Chelsea’s Cadogan Estate has nearly returned to pre-pandemic income, despite “the macro headwinds of 2021″.
Chief executive Hugh Seaborn said: “Despite some of the most challenging trading conditions in living memory, the business is in robust health with a strong balance sheet supported by tight cost control, high liquidity and long-term funding. This allows us to drive forward our strategies of enhancing Chelsea further as a captivating destination, while supporting the community both now and in the future.”
Total income increased by 4.8% to £169m, up from £161m in 2020 and just behind 2019’s £171m.
The value of the property portfolio has stabilised at £4.8bn, following cumulative reductions over the previous two years. The commercial portfolio is unchanged at £3.3bn, while residential increased in value by 1.7%.
But retail, which forms the bulk of the estate, accounting for 43.2% of the portfolio gross value, further decreased in value by 1.4% to £2.1bn, following a 24.6% fall in 2020.
Retail gross rental income decreased by 5.5% to £80.6m pa, or 48.8% of the total £160m rent roll.
However, Cadogan was heartened by low vacancy rates, 20 new retail and leisure signings, and rising footfall, which has consistently outperformed central London over the past year, despite pandemic restrictions and the outbreak of the Omicron variant.
Seaborn added: “Footfall is exceeding pre-pandemic levels, reflecting the resilience of Chelsea as a destination, coupled with the prompt and decisive action the business took to maintain occupation levels through targeted support, signing exciting new occupiers and pop-ups, external animations such as 900 new al fresco seats and a programme of outdoor events. All of this has contributed to maintaining the vibrancy of the area.”
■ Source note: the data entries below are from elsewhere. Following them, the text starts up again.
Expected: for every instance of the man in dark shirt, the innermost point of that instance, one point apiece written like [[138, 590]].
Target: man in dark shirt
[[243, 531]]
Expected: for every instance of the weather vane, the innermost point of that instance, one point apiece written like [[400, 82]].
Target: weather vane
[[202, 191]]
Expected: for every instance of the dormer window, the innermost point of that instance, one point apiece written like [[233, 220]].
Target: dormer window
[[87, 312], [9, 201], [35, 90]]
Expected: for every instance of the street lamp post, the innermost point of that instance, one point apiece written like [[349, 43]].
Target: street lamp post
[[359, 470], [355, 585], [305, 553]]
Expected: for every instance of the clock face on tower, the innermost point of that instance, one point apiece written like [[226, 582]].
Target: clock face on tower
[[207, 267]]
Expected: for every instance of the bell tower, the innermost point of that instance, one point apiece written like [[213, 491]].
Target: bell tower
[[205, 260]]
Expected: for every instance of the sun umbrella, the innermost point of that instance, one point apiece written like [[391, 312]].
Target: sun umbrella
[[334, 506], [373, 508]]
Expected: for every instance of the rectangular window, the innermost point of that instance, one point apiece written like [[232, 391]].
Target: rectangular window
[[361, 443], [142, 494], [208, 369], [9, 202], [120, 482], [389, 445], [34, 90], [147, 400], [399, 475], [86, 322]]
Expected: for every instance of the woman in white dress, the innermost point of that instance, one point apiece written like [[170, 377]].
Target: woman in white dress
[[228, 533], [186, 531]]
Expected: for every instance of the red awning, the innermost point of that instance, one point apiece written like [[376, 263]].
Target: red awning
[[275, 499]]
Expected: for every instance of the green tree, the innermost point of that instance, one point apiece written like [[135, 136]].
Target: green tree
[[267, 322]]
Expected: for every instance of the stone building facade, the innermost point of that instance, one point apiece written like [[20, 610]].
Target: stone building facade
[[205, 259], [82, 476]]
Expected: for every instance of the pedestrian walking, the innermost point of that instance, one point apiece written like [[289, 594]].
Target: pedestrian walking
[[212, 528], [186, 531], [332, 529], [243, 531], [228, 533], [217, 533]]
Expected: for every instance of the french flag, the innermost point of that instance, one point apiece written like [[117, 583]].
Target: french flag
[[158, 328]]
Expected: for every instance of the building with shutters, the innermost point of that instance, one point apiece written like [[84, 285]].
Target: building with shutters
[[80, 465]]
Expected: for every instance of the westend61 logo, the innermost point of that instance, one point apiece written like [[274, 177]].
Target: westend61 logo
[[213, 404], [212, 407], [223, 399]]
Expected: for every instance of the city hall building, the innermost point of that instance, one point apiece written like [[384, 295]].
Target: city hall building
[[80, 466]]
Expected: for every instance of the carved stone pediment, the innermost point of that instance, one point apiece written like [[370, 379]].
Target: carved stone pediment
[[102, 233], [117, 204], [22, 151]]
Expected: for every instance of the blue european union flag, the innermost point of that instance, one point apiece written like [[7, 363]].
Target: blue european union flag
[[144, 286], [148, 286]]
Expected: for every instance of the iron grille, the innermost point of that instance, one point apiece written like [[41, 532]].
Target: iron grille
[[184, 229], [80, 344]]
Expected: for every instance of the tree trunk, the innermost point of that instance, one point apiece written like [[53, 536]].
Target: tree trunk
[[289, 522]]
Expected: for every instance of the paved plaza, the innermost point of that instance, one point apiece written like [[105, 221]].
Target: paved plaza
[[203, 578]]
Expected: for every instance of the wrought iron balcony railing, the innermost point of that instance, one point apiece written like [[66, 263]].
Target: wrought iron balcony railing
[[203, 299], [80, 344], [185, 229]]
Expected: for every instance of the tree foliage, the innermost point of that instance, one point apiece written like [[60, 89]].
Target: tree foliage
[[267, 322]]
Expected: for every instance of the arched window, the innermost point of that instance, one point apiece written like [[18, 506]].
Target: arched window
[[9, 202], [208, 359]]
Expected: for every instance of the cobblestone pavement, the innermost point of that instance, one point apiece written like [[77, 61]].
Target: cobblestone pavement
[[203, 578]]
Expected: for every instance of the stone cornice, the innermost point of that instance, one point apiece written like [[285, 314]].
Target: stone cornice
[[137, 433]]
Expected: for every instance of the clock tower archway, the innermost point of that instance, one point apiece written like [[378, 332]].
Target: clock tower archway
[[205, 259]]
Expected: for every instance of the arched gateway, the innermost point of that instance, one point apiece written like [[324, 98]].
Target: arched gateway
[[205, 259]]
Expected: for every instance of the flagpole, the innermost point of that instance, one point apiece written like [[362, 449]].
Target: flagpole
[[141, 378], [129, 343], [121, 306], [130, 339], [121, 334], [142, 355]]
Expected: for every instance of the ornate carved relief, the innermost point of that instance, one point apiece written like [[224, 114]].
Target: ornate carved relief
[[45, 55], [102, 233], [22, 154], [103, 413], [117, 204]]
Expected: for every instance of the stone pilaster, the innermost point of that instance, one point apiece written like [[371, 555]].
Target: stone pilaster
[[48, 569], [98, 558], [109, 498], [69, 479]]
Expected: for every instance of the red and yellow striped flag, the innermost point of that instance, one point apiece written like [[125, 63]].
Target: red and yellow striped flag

The estate is also on track with its Chelsea 2030 strategy launched last summer, including the commitment to be net zero by 2030. There has been a 26% reduction in total emissions since the baseline year of 2019, a 12% increase of green space in accordance with the GLA’s Urban Greening Factor and 7% increase in the estate’s operational recycling rate.
But despite the seemingly calm waters, Seaborn has his eyes on the headwinds on the horizon, citing “the economic uncertainty presented by geo-political events, including the invasion of Ukraine and the cost-of-living crisis which will impact upon consumer spending”. However, he said the year provided Cadogan with “a strong platform”.